# where to buy craghoppers in dubai



## harrypalmer (Jul 18, 2010)

Hi

Would anyone know where to get Craghoppers outdoor clothes in Dubai?

Been everywhere, as far as I know, in Dubai, and although there are outdoor, hiking clothes available, craghoppers are the best I've come across for trousers.

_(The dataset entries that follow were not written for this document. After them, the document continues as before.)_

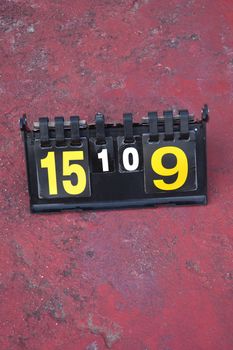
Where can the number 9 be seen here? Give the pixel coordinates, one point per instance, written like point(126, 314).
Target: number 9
point(181, 168)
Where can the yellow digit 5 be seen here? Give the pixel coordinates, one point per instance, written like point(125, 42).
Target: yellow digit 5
point(49, 163)
point(181, 168)
point(77, 169)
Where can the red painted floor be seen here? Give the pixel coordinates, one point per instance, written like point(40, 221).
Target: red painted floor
point(154, 279)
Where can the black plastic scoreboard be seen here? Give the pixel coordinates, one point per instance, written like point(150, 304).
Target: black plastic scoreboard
point(73, 165)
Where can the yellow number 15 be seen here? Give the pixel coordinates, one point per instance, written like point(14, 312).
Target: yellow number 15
point(181, 167)
point(68, 169)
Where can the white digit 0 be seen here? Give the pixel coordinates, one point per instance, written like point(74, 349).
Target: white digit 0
point(103, 155)
point(135, 158)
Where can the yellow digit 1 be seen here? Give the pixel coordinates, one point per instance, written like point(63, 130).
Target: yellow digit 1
point(77, 169)
point(49, 163)
point(181, 168)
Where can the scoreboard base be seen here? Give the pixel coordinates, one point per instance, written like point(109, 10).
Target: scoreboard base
point(175, 201)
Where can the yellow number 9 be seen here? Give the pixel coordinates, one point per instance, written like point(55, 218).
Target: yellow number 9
point(181, 168)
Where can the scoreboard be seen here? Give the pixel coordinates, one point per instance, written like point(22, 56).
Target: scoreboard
point(73, 165)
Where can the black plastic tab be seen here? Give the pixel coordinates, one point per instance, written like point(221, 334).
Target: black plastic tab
point(168, 125)
point(153, 126)
point(100, 132)
point(44, 131)
point(128, 127)
point(75, 132)
point(184, 124)
point(59, 131)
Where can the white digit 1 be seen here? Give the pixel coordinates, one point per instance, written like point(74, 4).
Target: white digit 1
point(135, 158)
point(103, 155)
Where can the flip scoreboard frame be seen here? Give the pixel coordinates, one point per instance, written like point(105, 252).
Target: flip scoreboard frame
point(73, 165)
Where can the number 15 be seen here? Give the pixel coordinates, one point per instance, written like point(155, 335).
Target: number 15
point(49, 163)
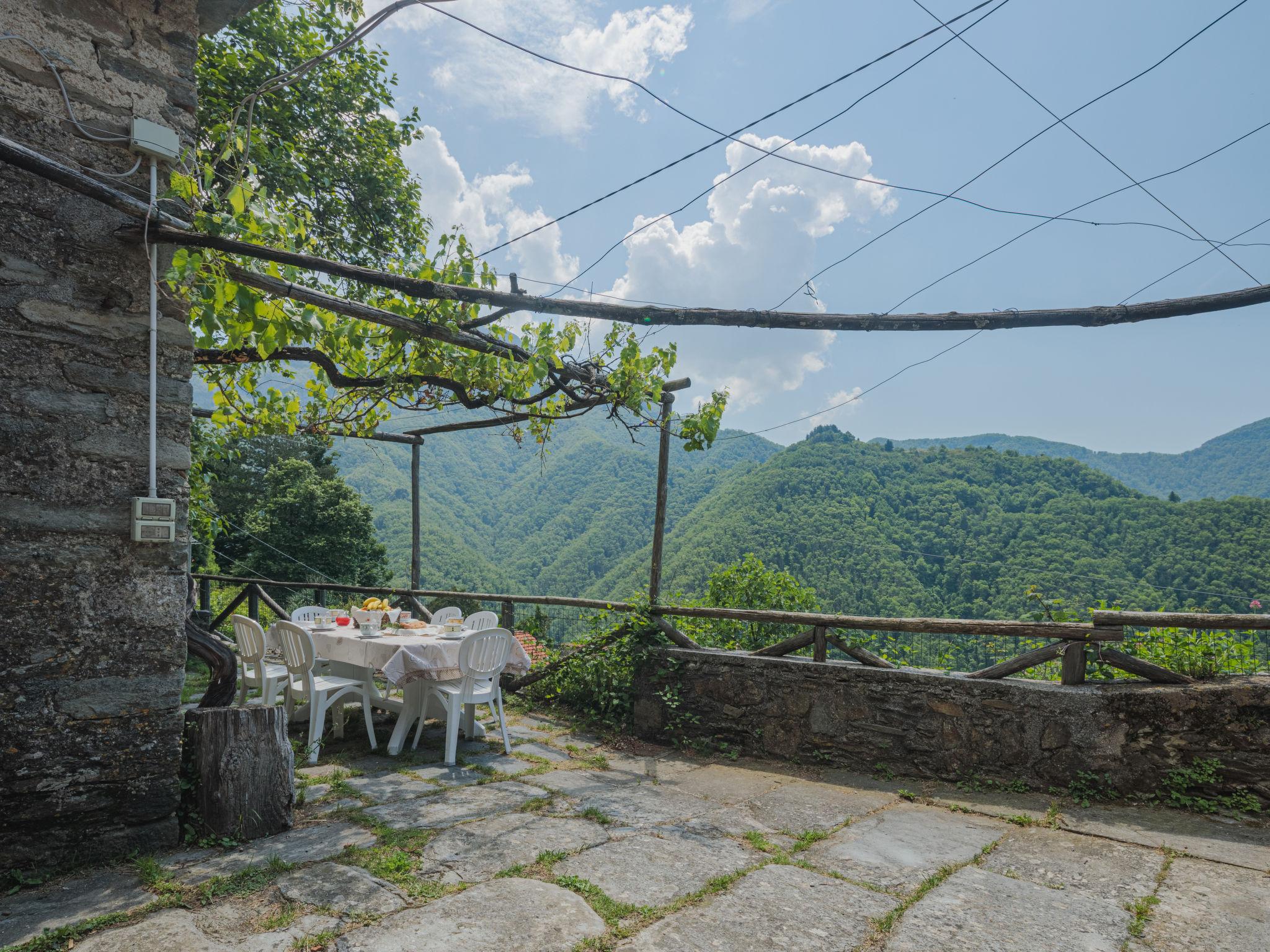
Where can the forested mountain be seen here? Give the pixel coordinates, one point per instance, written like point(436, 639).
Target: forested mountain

Any help provided would be much appreciated.

Thanks


----------



## Elphaba (Jan 24, 2008)

Are you sure they are sold here? Have you checked with the manufacturer to see if they even have a UAE distributor?
-


----------



## harrypalmer (Jul 18, 2010)

Elphaba said:


> Are you sure they are sold here? Have you checked with the manufacturer to see if they even have a UAE distributor?
> -


i did see them somewhere once, i just cant remember where, didn't need to get them on that occasion.


----------



## Gavtek (Aug 23, 2009)

Debenhams sell them in the UK, might be worth a try?


----------



## harrypalmer (Jul 18, 2010)

i've tried debenhams, i guess i'll have to find an alternative

thanks for the help


----------



## Maz25 (Jul 6, 2008)

harrypalmer said:


> i've tried debenhams, i guess i'll have to find an alternative
> 
> thanks for the help


Provided that you do not need them right away, could you not ask a friend or family member in the UK to purchase them for you and send them over?
Or alternatively, could you not order them online yourself and have them delivered here (assuming that you do not need them straight away).


----------



## harrypalmer (Jul 18, 2010)

unfortunately i'm heading out to sri lanka on saturday, last minute decision.


----------